GAYCON: Wieviel weitere Freunde, die dir ähnlich viel bedeuten, hast du?
PETER: Eine genaue Zahl ist schwer zu sagen, natürlich habe ich noch weitere wichtige Freunde. Auch neugewachsene Freundschaften. Bei Marcel und mir, das ist einfach schon so lange klar, wir müssen uns nicht mehr bewähren.
MARCEL: Ich habe zehn enge Freunde, die alles wissen und die mir sehr wichtig sind. Sie nehmen mich wie ich bin, als ganz normalen Menschen. Hier ist der „Promifriseur“ kein Thema. Zwischen Peter und mir, das ist außergewöhnlich, gab es in den 30 Jahren nie einen Streit.
GAYCON: Was bedeutet Freundschaft allgemein/ welche Merkmale hat sie für Dich?
PETER: Ehrlichkeit, Bedingungslosigkeit und Natürlichkeit.
MARCEL: Verlässlichkeit, Verständnis, Toleranz, sich mal fallen lassen können, füreinander da sein. Auch gute Zeiten verbringen, gemeinsam viel Spaß haben und feiern. Nicht nur die negativen Erlebnisse teilen. Wir streben und fordern alle Toleranz von der Gesellschaft. Aber in der Szene wird viel geredet und getratscht gegeneinander. Egal ob Lederkerl, Transmann, Tunte usw., hier vermisse ich manchmal die Toleranz unter uns. Dabei muss man nicht alle Personen gleich als Freunde bezeichnen. Aber nicht bei allen so das Äußere bewerten.

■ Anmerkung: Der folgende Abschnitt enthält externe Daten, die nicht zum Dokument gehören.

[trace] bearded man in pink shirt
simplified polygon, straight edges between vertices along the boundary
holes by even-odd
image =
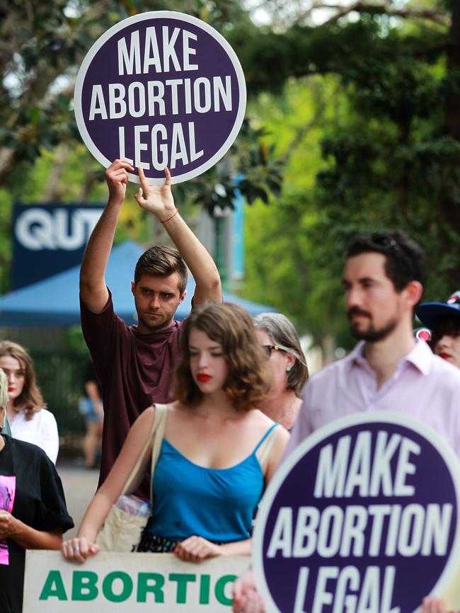
[[[342,282],[350,330],[360,342],[306,384],[284,457],[318,428],[371,411],[398,411],[420,420],[460,457],[460,369],[413,334],[426,277],[422,249],[403,232],[351,241]],[[264,611],[251,572],[235,584],[234,611]]]

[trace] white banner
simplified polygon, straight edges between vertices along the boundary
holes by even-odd
[[[229,613],[233,583],[249,563],[245,556],[198,564],[172,554],[100,553],[80,565],[59,551],[28,551],[23,613],[135,613],[152,605],[158,613]]]

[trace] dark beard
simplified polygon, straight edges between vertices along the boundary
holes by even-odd
[[[151,323],[149,322],[149,320],[144,319],[144,317],[139,317],[139,313],[137,314],[138,321],[140,321],[144,328],[149,331],[145,333],[146,334],[153,334],[154,332],[158,332],[159,331],[162,331],[166,328],[168,328],[173,322],[172,319],[169,321],[164,320],[161,323],[159,323],[157,326],[152,326]]]
[[[355,338],[359,340],[366,340],[367,343],[378,343],[379,340],[383,340],[389,336],[398,325],[397,319],[392,319],[391,321],[376,330],[371,323],[367,330],[358,330],[352,323],[350,324],[350,331]]]

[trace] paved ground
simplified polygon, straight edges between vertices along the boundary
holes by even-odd
[[[94,495],[99,471],[86,469],[83,459],[62,462],[58,460],[57,469],[62,480],[67,509],[75,524],[75,528],[66,532],[64,539],[71,538],[76,534],[86,507]]]

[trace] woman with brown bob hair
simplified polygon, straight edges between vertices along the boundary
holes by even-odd
[[[207,304],[194,310],[182,328],[182,357],[176,370],[174,398],[185,405],[194,405],[203,396],[190,369],[189,341],[190,331],[195,329],[222,346],[229,367],[222,391],[235,408],[243,411],[260,406],[270,389],[270,375],[263,349],[248,331],[251,326],[248,313],[232,303]]]
[[[59,435],[54,416],[45,408],[27,350],[11,340],[0,342],[0,368],[8,379],[6,415],[11,436],[41,447],[56,463]]]
[[[189,561],[248,555],[255,508],[289,438],[258,408],[270,386],[267,357],[248,314],[228,303],[194,309],[180,343],[178,400],[167,405],[154,506],[137,551],[173,551]],[[83,562],[98,551],[98,532],[147,442],[155,411],[149,407],[134,423],[77,537],[64,544],[67,559]]]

GAYCON: Was ist Gift für eine Freundschaft? Was sollte man vermeiden?
PETER: Einfluss von außen zulassen, egal welcher Art, und Neid. Man muss wissen, dass es zwischen uns nie sexuelle Freundschaft war. Vielleicht sollte man vermeiden, dass man sich verliebt. Ich liebe Marcel jedoch als Mensch. Bei unserem Kennenlernen war ich damals solo und er in einer Beziehung.
MARCEL: Eifersucht und Neid ist ganz schlecht. An einer Freundschaft muss man arbeiten und sie sollte auch etwas aushalten. Deshalb ist es wichtig, den anderen so zu respektieren wie er ist. Peter und ich sind Gerechtigkeitsfanatiker, somit stehen wir uns nicht im Weg.
GAYCON: Euer schönstes gemeinsames Erlebnis?
PETER: Es gab die ganze Zeit viele schöne Momente. Ich habe mich immer gefreut und wir haben tolle Partynächte in Nürnberg und München verbracht. Mit seinem türkisfarbenen BMW sind wir nach München gedüst, das war Klasse. Wir haben überall so gut reingepasst. Man kannte uns auch überall und wir waren immer gleich angezogen. Meistens bauchfrei.
MARCEL: Es gab sehr viele. Unsere Kneipenzeit in Nürnberg und die Ausflüge nach München, da hatten wir viel Spaß und Aufregungen. Ich erinnere ich an eine Fahrt nach München, als in Peters neuem Gebrauchtwagen plötzlich der Boden voller Wasser war und wir es über einen Stöpsel ablassen mussten. Emotional war unser Wiedersehen nach langer Trennung im Cartoon, als die Tränen flossen. Heute sind wir ständig im regen SMS-Kontakt. Zum Beispiel in der Natur bei Wanderungen denken wir aneinander und schicken uns Fotos, je nachdem wo wir gerade sind. Ich hatte nie Sex mit Peter, es wurde uns oft unterstellt. Aber wir drücken und knuddeln uns, ich liebe Peter.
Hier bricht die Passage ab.